I know that a Markov Chain is a discrete random process where the current state decides the next and in a random walk, the probability that we move from node u to v is 1/N(u). An MCMC sample will converge to a stationary distribution assuming aperiodicity and irreducibility - and this means that the probability of moving from node u to v is now derived from a stationary distribution and independent of the degree of node u - am I correct?

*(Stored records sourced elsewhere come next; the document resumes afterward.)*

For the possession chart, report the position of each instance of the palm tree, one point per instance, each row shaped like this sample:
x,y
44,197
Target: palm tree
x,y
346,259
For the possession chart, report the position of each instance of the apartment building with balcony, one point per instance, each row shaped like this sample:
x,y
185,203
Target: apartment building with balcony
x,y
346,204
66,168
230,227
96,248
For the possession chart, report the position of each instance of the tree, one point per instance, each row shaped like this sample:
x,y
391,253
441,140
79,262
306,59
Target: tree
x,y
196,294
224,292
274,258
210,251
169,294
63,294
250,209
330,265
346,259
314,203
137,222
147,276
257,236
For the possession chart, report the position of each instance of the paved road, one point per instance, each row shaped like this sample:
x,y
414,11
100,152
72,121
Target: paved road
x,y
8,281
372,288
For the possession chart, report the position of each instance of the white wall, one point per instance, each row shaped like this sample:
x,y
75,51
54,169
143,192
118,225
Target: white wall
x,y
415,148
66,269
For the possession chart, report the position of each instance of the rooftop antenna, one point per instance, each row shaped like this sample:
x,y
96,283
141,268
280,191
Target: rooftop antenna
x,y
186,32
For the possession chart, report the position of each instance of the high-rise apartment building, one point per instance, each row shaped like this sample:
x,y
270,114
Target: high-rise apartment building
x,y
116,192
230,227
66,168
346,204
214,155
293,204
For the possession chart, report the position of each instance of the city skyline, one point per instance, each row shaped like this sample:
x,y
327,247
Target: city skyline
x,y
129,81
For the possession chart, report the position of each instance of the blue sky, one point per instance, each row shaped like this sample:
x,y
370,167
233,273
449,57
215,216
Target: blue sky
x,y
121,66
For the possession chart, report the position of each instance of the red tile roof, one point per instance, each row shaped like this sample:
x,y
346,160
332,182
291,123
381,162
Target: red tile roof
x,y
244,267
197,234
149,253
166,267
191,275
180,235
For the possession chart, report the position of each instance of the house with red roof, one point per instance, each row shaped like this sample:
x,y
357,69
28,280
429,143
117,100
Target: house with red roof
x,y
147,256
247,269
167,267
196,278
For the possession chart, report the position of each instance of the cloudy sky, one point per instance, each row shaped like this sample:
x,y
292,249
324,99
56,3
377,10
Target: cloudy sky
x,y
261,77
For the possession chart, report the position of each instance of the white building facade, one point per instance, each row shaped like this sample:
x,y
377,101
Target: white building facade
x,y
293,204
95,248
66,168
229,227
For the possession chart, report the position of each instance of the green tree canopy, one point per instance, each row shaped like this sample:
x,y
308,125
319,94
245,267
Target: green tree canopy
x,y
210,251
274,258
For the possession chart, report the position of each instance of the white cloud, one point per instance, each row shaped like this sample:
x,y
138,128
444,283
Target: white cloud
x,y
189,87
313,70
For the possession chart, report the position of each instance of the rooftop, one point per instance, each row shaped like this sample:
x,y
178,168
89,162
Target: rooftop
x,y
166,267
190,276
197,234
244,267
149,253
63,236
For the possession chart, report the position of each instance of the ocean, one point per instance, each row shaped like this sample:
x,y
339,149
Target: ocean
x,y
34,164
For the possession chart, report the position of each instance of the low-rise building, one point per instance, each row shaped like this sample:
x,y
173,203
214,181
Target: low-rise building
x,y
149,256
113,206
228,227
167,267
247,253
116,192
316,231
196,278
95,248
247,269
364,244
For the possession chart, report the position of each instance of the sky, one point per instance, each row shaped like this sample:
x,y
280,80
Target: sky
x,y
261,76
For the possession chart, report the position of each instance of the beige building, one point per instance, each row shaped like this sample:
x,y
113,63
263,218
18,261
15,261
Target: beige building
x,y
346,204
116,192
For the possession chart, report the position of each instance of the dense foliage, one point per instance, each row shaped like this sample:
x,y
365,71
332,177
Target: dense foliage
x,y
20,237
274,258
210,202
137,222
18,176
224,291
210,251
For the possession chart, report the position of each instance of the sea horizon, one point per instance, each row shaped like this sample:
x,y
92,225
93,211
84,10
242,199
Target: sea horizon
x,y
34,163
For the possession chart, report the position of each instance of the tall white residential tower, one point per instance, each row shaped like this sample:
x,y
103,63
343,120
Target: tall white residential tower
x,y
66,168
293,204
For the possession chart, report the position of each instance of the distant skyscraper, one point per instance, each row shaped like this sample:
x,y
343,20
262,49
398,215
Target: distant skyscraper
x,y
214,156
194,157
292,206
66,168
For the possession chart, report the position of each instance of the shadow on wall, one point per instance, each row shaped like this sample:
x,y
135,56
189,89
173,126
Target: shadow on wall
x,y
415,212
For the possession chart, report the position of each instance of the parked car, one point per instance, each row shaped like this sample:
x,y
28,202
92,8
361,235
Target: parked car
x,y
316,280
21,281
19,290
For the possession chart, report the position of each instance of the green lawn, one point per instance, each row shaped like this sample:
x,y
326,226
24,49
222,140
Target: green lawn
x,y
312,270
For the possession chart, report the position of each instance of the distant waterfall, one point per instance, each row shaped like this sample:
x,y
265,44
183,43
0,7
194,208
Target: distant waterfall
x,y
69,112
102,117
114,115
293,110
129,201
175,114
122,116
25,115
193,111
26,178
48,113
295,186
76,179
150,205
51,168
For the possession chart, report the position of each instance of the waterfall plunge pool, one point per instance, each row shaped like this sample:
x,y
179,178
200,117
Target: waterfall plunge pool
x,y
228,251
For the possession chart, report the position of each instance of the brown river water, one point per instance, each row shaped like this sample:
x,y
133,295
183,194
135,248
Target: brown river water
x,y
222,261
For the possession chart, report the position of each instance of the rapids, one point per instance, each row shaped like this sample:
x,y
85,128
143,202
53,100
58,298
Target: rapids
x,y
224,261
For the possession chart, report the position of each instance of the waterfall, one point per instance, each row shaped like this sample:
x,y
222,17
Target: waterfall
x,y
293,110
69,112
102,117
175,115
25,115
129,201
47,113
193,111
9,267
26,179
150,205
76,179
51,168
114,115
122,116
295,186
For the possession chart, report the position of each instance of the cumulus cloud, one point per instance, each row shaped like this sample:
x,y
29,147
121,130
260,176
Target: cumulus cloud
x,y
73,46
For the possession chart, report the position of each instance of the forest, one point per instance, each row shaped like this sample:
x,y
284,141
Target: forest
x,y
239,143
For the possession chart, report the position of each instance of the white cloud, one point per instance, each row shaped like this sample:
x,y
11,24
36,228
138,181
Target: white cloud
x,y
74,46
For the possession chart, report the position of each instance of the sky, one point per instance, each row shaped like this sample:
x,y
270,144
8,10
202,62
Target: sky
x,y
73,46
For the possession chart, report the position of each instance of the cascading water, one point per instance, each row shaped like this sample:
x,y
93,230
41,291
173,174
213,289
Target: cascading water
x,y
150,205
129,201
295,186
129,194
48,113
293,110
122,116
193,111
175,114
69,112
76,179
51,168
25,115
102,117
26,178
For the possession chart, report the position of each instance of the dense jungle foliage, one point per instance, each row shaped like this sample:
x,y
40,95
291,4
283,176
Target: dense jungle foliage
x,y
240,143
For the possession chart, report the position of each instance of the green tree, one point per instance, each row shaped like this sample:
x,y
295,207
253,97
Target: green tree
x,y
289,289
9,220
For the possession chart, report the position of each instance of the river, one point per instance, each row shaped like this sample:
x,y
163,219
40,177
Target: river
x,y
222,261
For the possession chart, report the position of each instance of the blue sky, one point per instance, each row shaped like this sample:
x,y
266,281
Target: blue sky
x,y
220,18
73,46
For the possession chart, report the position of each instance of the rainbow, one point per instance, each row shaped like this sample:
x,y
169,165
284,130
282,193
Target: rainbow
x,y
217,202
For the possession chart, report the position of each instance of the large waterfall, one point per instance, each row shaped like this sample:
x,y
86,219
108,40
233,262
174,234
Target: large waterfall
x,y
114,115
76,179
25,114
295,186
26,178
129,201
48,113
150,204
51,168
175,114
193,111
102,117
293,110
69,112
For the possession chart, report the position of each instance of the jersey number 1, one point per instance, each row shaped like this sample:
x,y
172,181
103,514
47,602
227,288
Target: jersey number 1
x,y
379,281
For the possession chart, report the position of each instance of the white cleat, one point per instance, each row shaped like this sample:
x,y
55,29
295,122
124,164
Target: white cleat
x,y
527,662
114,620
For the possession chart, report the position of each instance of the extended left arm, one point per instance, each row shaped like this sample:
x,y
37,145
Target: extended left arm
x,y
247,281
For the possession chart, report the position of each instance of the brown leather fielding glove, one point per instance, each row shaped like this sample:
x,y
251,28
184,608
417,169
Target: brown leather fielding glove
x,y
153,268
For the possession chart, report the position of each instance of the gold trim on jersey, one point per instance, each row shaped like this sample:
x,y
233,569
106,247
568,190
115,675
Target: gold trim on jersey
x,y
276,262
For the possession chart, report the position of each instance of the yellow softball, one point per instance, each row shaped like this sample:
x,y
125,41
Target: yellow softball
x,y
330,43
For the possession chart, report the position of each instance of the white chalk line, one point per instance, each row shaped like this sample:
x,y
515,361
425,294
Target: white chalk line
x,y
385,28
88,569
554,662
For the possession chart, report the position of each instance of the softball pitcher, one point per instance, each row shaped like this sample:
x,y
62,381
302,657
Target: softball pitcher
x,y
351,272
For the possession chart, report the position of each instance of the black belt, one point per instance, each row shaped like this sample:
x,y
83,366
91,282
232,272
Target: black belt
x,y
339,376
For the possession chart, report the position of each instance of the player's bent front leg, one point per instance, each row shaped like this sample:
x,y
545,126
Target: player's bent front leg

Also how is this distribution derived? And what exactly is a stationary distribution?
TIA, Craig
You should read Understanding the Metopolis-Hastings Algorithm which is one version of an MCMC algorithm. In essence, the idea behind MCMC sampling is as follows:
You wish to draw samples from a pdf, $f(\theta_1,\theta_2)$. The problem though is that $f(.)$ is either a non-standard density or perhaps numerical integration is computationally expensive because of the complexity of $f(.)$. The goal, of course, is to compute the moments of $\theta_1$ and $\theta_2$ (e.g., the mean and the variance etc).
In such a scenario, an MCMC sampler (e.g., the Gibbs sampler, the Metroplis-Hastings etc) constructs a markov chain with the following two properties:
The markov chain is constructed such that it is a reversible.
The markov chain's stationary distribution is $f(\theta_1,\theta_2)$ by construction.
Therefore, MCMC algorithms converge to the target density by construction (at least in theory).
From an implementation perspective- we start from an initial set of values for $\theta_1, \theta_2$ and repeatedly sample $\theta_1, \theta_2$ using the MCMC sampler (See the details about the Gibbs algorithm's implementation at Wikipedia for one way to implement an MCMC sampler). In theory, the markov chain will eventually converge to the target distribution $f(.)$ by construction.
However, there are practical difficulties as we often do not know how long to iterate the markov chain to ensure convergence. Thus, checking for the convergence of MCMC chains is very difficult and we often use heuristics (e.g., start the sampler from different starting points and monitor whether the trace plots of the draws eventually coincide etc).